Geçen hafta yayınlanan “Üstümüzdeki Kara Bulutları Dağıtmak İçin Ne Yapmalı?” başlıklı makalemi şu sözlerle bitirmiştim:

 “Bu yazıda çözüm için bir giriş yapmış oldum. Bu çöküş ortamından çıkışın ayrıntılarını gelecek makalemde anlatacağım.”

Şimdi devam edeyim.

Şu anda vatanımız bir çöküş yaşıyor.

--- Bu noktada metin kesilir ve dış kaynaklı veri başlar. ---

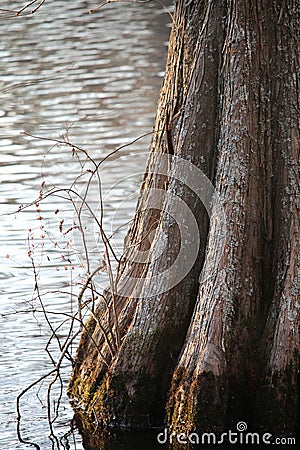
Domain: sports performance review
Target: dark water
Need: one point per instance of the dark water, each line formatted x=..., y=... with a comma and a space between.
x=92, y=80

Hem de her alanda… Ekonomide, eğitimde, tarımda, sanat ve kültürde, dış ilişkilerde, sosyal yaşamda… Ne fabrika kaldı ne ekili alan…

Halk bataklıkta çırpınıyor… Boğulmak üzere…

İnsanlarımız bu siyasal İslamcı düzen içerisinde yönlerini şaşırdılar. Yol – yordam belli değil. İlke yok. Bir plan, bir ekonomik program yok… Eğitim, yazboz tahtasına döndü. Önce bir eğitim uygulaması getiriyorlar, başarısız olunca, hemen değiştirip, yerine başkasını koyuyorlar.

Çocuklar, gençler şaşkın. İstedikleri okullara gidemiyorlar. Çünkü onları iktidar yönlendiriyor. “İlle de imam olacaksın…” diyor.

Tarihsel ve ulusal birikimlerimiz her geçen gün değer kaybediyor. Ulusal Kurtuluş savaşımız, devrimler, laiklik ve Atatürk unutturulmaya çalışılıyor. Ellerinden gelse tüm ulusal bayramları, kutlamaları yasaklayacaklar…

16 yıldır bu millet görmediğini gördü, yaşamadığını yaşadı. Cumhuriyet bayramımız bile tarihimizde ilk kez İstanbul’da, müteahhitler toplantısında ve müteahhitlik açılışında kutlandı…

Politika ayağa düştü. Dış dünyada itibarımız kalmadı. Yalan – dolan, aldatmaca, inkâr günlük yaşantımızın doğal parçası haline geldi. İktidar sahiplerinin yalanlarını halk kanıksadı… Sessizce seyrediyor olup biteni… Onların şimdiye dek bir tek hatalarını kabul ettiklerini görmedim. Hep zeytinyağı gibi üste çıkıyorlar.

Bundan önceki makalemde şu gerçeğe dikkat çekmiştim: “Elbette iktidarı, muhalefeti, sendikaları, dernekleri, resmi kurumları el ele vererek, ülkemizi bu günlere hep birlikte getirdiler. Bu çorbada herkesin tuzu, herkesin payı var. Kimse bunu inkâr edemez.”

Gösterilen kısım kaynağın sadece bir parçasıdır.